[Please do not mail me a copy of your followup]
n...@notvalid.com spake the secret code
<GmNaw.811873$PG2.8...@fx12.am4> thusly:
>On 18/11/2014 19:21, Martin Shobe wrote:
>Ok, but do you agree that:
>
>if( a == 5 or a == 8 )
>
>is more human readable than
>
>if( a == 5 || a == 8 )
>
>?
No. It isn't the norm in the community. (I would go farther and say
that writing if to look like a function call and bracketing the
conditional expression with additional whitespace also hinders
readability.)
>we are really doing or-operation there, so how could something else than
>or be better?
Section 2.6 of the standard calls these keywords "alternative tokens".
As far as I know, this is the only place in the standard where these
alternates are mentioned. Everywhere else logical OR is written as ||.
This is a strong hint that these alternate tokens aren't intended to
be the typical use.
The standard doesn't give a rationale for why these alternate tokens
are present in the language, but I suspect it is a legacy issue of
allowing C/C++ to be used in older environments where the keyboards
don't have some of the more "exotic" punctuation marks beyond those
found on typewriters.
Looking at the C standard, section 7.9 gives these same alternate
spellings as macros that expand to the operators.
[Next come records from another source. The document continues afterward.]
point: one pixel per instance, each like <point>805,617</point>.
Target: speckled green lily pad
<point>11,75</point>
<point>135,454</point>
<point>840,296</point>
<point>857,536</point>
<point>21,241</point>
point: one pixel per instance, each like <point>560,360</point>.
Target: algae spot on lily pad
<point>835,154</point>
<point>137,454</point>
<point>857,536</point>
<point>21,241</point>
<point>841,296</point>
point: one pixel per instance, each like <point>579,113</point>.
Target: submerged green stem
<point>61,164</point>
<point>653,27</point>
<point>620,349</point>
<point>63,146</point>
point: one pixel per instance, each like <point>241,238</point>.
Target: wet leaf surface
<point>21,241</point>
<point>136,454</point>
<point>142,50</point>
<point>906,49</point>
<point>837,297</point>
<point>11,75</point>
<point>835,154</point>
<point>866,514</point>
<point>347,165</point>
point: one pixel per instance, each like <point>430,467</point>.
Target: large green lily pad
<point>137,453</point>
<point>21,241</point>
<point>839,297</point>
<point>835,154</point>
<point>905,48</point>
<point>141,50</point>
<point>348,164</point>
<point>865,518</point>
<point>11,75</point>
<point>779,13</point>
The macros are
defined in <iso646.h>. Looking up ISO 646 on Wikipedia gives a
description of this standard as the 7-bit coded character set -- in
other words it's the standardized version of ASCII.
<
http://en.wikipedia.org/wiki/ISO/IEC_646>
Now take a look at the keyboard on a common teletype:
<
http://commons.wikimedia.org/wiki/File:Mappa_Teletype_ASR-33.jpg>
Look carefully at the punctuation and you will find the following
characters are missing: {, }, |, ^ and ~. In such an environment
you would have no choice but to use the digraphs <%, %> for { and }
and the alternate keywords for operators containing ^, ~ and |.
So, you can see that these alternate spellings of the operators are
there only for compatibility with legacy environments and are not
considered to be used in "normal" situations.